The musical style of Banks’ debut is instantly familiar; falling into the pigeonhole labelled (often mockingly) “hipster R’n’B”, Banks finds herself nestled somewhere between Lorde and The Weeknd. Dreamy synths, heavy layering and sharp electronic beats weave a deep, rich sound, which is not particularly groundbreaking but no less impressive.
That said, Banks’ talents are certainly not limited to this kind of musical style: while the opening five tracks follow a fairly consistent vein, the sixth track, ‘You Should Know Where I’m Coming From’ is a low-key, no-frills piano ballad. Musically and lyrically, this track is undeniably solid, though there are times when her vocals tread a dangerous line between “belting” and “straining”. It’s a good track, if a little out-of-place sandwiched between the moodier, layered grooves that come before and after.
Goddess is an impressive feat in overall size as much as anything else: the standard edition contains 14 tracks, reaching very nearly a full hour of running time, and the deluxe edition bumps this up to a staggering 76 minutes.
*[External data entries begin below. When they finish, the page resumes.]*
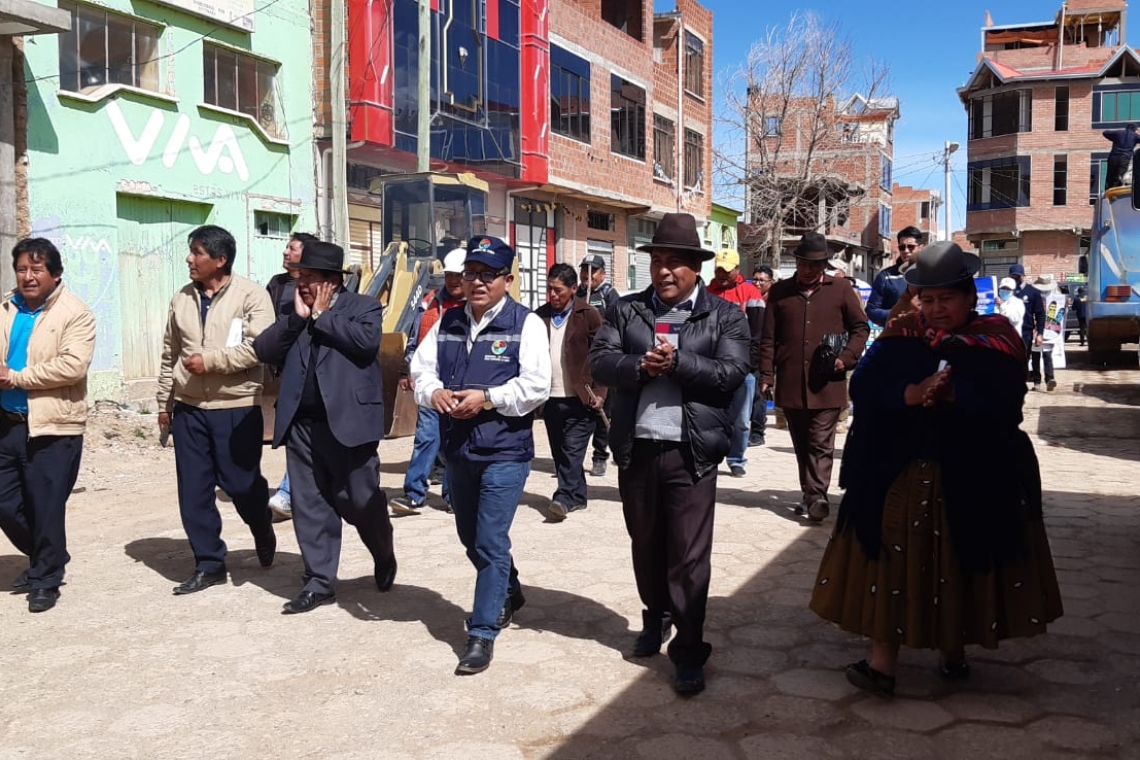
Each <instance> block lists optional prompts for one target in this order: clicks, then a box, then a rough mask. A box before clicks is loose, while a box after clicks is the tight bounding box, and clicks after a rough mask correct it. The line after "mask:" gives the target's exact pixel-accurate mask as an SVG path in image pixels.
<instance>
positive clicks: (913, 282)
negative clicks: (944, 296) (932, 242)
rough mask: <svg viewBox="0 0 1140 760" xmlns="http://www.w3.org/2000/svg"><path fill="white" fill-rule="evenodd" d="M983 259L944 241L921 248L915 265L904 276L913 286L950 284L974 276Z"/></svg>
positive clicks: (942, 285) (933, 286)
mask: <svg viewBox="0 0 1140 760" xmlns="http://www.w3.org/2000/svg"><path fill="white" fill-rule="evenodd" d="M980 267H982V261H980V260H979V259H978V258H977V256H975V255H972V254H969V253H966V252H964V251H962V248H960V247H959V245H958V244H956V243H950V242H948V240H942V242H939V243H935V244H934V245H928V246H927V247H925V248H922V250H921V251H919V255H918V258H917V259H915V260H914V265H913V267H911V268H910V269H907V270H906V273H905V275H903V277H904V278H905V279H906V283H907V284H909V285H913V286H914V287H950V286H952V285H958V284H960V283H964V281H966V280H969V279H974V275H976V273H977V271H978V269H980Z"/></svg>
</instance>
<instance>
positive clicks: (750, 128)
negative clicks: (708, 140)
mask: <svg viewBox="0 0 1140 760" xmlns="http://www.w3.org/2000/svg"><path fill="white" fill-rule="evenodd" d="M888 74H889V72H888V70H887V67H886V66H885V65H884V64H881V63H879V62H876V60H873V59H868V60H861V59H860V58H858V57H857V56H856V54H855V51H854V47H853V43H852V41H850V40H849V38H847V36H846V35H845V34H844V33H842V31H841V28H840V27H839V25H838V24H834V23H830V24H824V23H823V22H821V21H820V18H819V17H817V16H815V15H814V14H809V13H796V14H793V15H792V16H791V18H790V21H789V22H788V24H787V25H785V26H784V27H771V28H769V30H768V31H767V33H766V35H765V36H764V38H763V39H762V40H758V41H757V42H755V43H754V44H752V47H751V49H750V51H749V54H748V57H747V59H746V60H744V62H743V63H742V64H741V65H739V66H736V67H734V68H731V70H730V71H728V72H727V74H726V75H725V76H724V81H723V82H722V83H720V87H718V91H719V92H720V97H722V107H720V108H718V111H717V113H718V116H717V121H718V122H719V123H718V140H717V147H716V150H715V152H714V171H715V173H716V180H717V183H718V185H719V186H720V188H722V190H723V191H725V193H728V194H730V195H731V196H733V199H734V201H736V202H738V203H741V204H742V205H743V207H744V229H743V230H742V234H741V236H740V239H741V243H742V246H743V247H744V248H746V250H744V251H742V253H744V254H746V255H749V256H750V258H754V259H755V260H757V261H758V262H759V261H765V262H768V263H771V264H773V265H779V263H780V252H781V248H782V243H783V240H784V238H785V237H787V236H788V235H789V234H795V235H800V234H803V232H805V231H824V230H825V229H827V228H828V227H834V226H837V224H839V226H841V224H842V223H844V220H845V216H846V215H848V214H849V213H850V206H852V204H860V203H868V201H865V198H864V196H865V189H866V187H869V185H866V183H863V185H862V188H861V187H860V183H853V182H852V181H850V177H849V175H848V177H845V175H844V174H842V173H841V172H839V171H837V166H836V160H837V157H838V156H840V155H842V153H841V148H842V145H844V144H845V142H848V144H849V142H853V141H865V140H871V139H874V138H873V137H872V134H871V130H866V129H865V126H866V123H865V120H866V119H868V111H869V107H872V108H870V109H871V111H873V106H874V105H876V104H881V103H891V104H894V100H889V99H886V98H885V95H886V93H885V90H886V88H887V87H888ZM854 96H862V98H861V99H857V100H853V97H854ZM853 104H855V106H856V107H854V108H853ZM884 129H889V125H884ZM861 130H862V131H861ZM884 137H885V139H886V136H884ZM865 179H866V181H878V178H865Z"/></svg>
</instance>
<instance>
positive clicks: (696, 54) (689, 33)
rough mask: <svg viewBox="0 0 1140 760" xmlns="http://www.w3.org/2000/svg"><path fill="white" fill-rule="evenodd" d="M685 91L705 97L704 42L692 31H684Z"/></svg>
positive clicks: (704, 65) (695, 94)
mask: <svg viewBox="0 0 1140 760" xmlns="http://www.w3.org/2000/svg"><path fill="white" fill-rule="evenodd" d="M685 91H686V92H689V93H691V95H695V96H697V97H698V98H703V97H705V43H703V42H701V40H700V38H698V36H697V35H695V34H693V33H692V32H685Z"/></svg>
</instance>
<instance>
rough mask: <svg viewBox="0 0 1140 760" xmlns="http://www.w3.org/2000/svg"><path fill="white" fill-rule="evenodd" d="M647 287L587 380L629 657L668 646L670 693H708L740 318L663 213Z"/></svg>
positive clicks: (619, 304)
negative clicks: (640, 629)
mask: <svg viewBox="0 0 1140 760" xmlns="http://www.w3.org/2000/svg"><path fill="white" fill-rule="evenodd" d="M638 250H641V251H648V252H649V253H650V254H651V255H652V259H651V265H650V277H651V279H652V286H651V287H649V288H646V289H645V291H644V292H642V293H638V294H636V295H632V296H627V297H626V299H622V300H621V301H619V302H618V303H617V304H616V305H614V307H613V308H612V309H610V311H609V312H608V314H606V320H605V324H604V325H603V326H602V329H601V330H598V333H597V337H596V338H595V340H594V346H593V349H592V350H591V366H592V368H593V370H594V379H595V381H597V382H600V383H604V384H605V385H609V386H610V387H611V389H613V390H612V391H611V397H617V401H616V402H614V404H613V410H614V417H613V420H612V427H611V431H612V436H611V440H612V442H613V456H614V460H616V461H617V465H618V490H619V492H620V495H621V505H622V512H624V514H625V520H626V529H627V531H628V532H629V538H630V542H632V548H633V564H634V575H635V578H636V580H637V594H638V595H640V596H641V600H642V604H643V605H644V607H645V608H644V610H643V611H642V631H641V634H640V635H638V637H637V640H636V643H635V645H634V649H633V656H637V657H644V656H651V655H654V654H657V653H658V652H659V651H660V649H661V645H662V644H663V643H665V641H666V640H668V638H669V631H670V628H671V627H673V626H676V628H677V636H676V637H675V638H674V639H673V641H671V643H670V644H669V659H670V660H671V661H673V663H674V665H675V669H676V670H675V675H676V679H675V683H674V686H675V688H676V690H677V692H678V693H679V694H682V695H692V694H697V693H699V692H701V690H703V689H705V670H703V668H705V662H706V661H707V660H708V657H709V654H710V653H711V651H712V647H711V645H709V644H708V643H707V641H705V638H703V629H705V611H706V607H707V605H708V591H709V579H710V577H711V565H710V557H711V553H712V516H714V506H715V502H716V477H717V465H719V463H720V460H722V459H724V457H725V455H726V453H727V452H728V448H730V447H731V440H732V436H733V420H732V416H731V407H732V400H733V394H734V393H735V392H736V389H738V387H739V386H740V385H741V384H742V383H743V382H744V375H747V374H748V371H749V368H750V366H751V363H750V361H749V356H748V354H749V344H750V335H749V329H748V322H747V320H746V319H744V314H743V313H742V312H741V310H740V308H739V307H736V305H734V304H731V303H727V302H725V301H722V300H720V299H715V297H712V296H711V295H709V293H708V289H707V288H705V287H701V284H700V267H701V262H702V261H708V260H709V259H711V258H712V256H714V254H712V252H711V251H706V250H705V248H702V247H701V240H700V236H699V235H698V232H697V221H695V220H694V219H693V216H692V215H690V214H684V213H668V214H665V216H663V218H662V219H661V222H660V223H659V224H658V228H657V231H655V232H654V235H653V239H652V242H651V243H650V244H648V245H644V246H642V247H641V248H638Z"/></svg>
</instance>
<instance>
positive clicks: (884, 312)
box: [844, 227, 922, 327]
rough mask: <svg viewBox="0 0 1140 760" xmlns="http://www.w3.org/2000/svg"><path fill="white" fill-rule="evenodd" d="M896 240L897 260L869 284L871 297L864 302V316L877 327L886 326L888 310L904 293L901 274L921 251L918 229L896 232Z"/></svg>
mask: <svg viewBox="0 0 1140 760" xmlns="http://www.w3.org/2000/svg"><path fill="white" fill-rule="evenodd" d="M897 238H898V259H897V260H895V263H894V264H893V265H890V267H887V268H886V269H884V270H882V271H881V272H879V273H878V275H877V276H876V278H874V281H873V283H871V295H870V297H868V300H866V316H868V317H869V318H870V319H871V321H872V322H874V324H876V325H878V326H879V327H885V326H886V325H887V317H889V316H890V310H891V309H894V308H895V304H896V303H898V299H901V297H903V294H904V293H906V280H905V279H903V273H904V272H905V271H906V270H907V269H909V268H910V265H911V262H912V261H914V258H915V256H918V255H919V251H921V250H922V230H920V229H919V228H918V227H904V228H903V229H901V230H898V236H897ZM844 275H846V271H845V272H844Z"/></svg>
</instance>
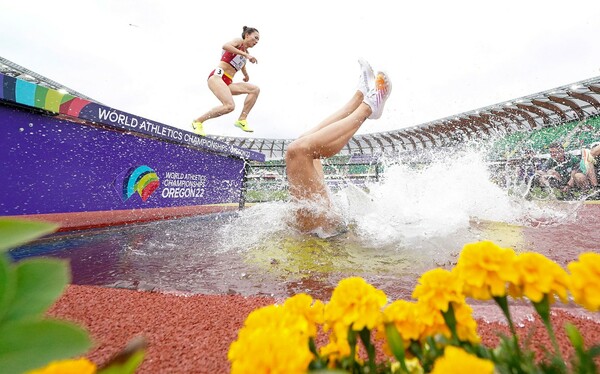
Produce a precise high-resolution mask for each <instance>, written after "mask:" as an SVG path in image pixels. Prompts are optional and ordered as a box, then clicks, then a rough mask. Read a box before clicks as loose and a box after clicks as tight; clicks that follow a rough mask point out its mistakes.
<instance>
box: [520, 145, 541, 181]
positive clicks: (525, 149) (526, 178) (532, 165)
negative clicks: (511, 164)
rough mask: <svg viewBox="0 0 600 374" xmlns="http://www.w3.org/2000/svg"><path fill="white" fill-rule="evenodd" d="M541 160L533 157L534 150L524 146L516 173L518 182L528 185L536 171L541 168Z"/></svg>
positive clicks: (540, 169)
mask: <svg viewBox="0 0 600 374" xmlns="http://www.w3.org/2000/svg"><path fill="white" fill-rule="evenodd" d="M542 166H543V163H542V161H541V160H540V159H539V158H537V157H535V152H534V151H533V149H531V148H526V149H525V150H524V151H523V156H522V158H521V161H520V163H519V166H518V169H517V174H518V178H519V182H521V183H525V184H527V185H530V184H531V183H532V182H533V180H534V179H535V176H536V174H537V172H538V171H540V170H542Z"/></svg>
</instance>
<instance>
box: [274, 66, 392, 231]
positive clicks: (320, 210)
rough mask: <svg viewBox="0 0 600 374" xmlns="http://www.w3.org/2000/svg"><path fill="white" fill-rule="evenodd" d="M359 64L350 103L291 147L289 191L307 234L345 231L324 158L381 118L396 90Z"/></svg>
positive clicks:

Yet while many artists would struggle to keep a captive audience for a full hour of run-time, Banks seems to have had little difficulty in keeping the sound varied and interesting throughout.
Arguably the best track on Banks’ Goddess is the most unlike her – track 12 of 14, ‘Someone New’, takes the form of a quietly melancholy acoustic guitar tune. It serves as a timely reminder that Miss Banks’ vocal and songwriting talents hold up just as well when thrust into the spotlight as they do when shrouded in layers of vocal effects and electronic layering, and beautifully winds things down into the album’s relatively gentle closing tracks.
Banks’ debut is certainly not one to be ignored. Vocally the album covers wide ground as Banks flits everywhere from Ellie Goulding to Nelly Furtado and many places in between, faltering only on the most powerful of choruses. The production is difficult to fault, in both style and consistency – yet where Banks shines the most is when she steps out from behind the veil of heavy production and deep synths and instead offers an unfiltered insight into who she really is. If anything it’s a shame that this doesn’t happen more often on Goddess; but Banks has plenty of time to explore, and it’s clear that her ability won’t be standing in her way.
Goddess is out now through Harvest records.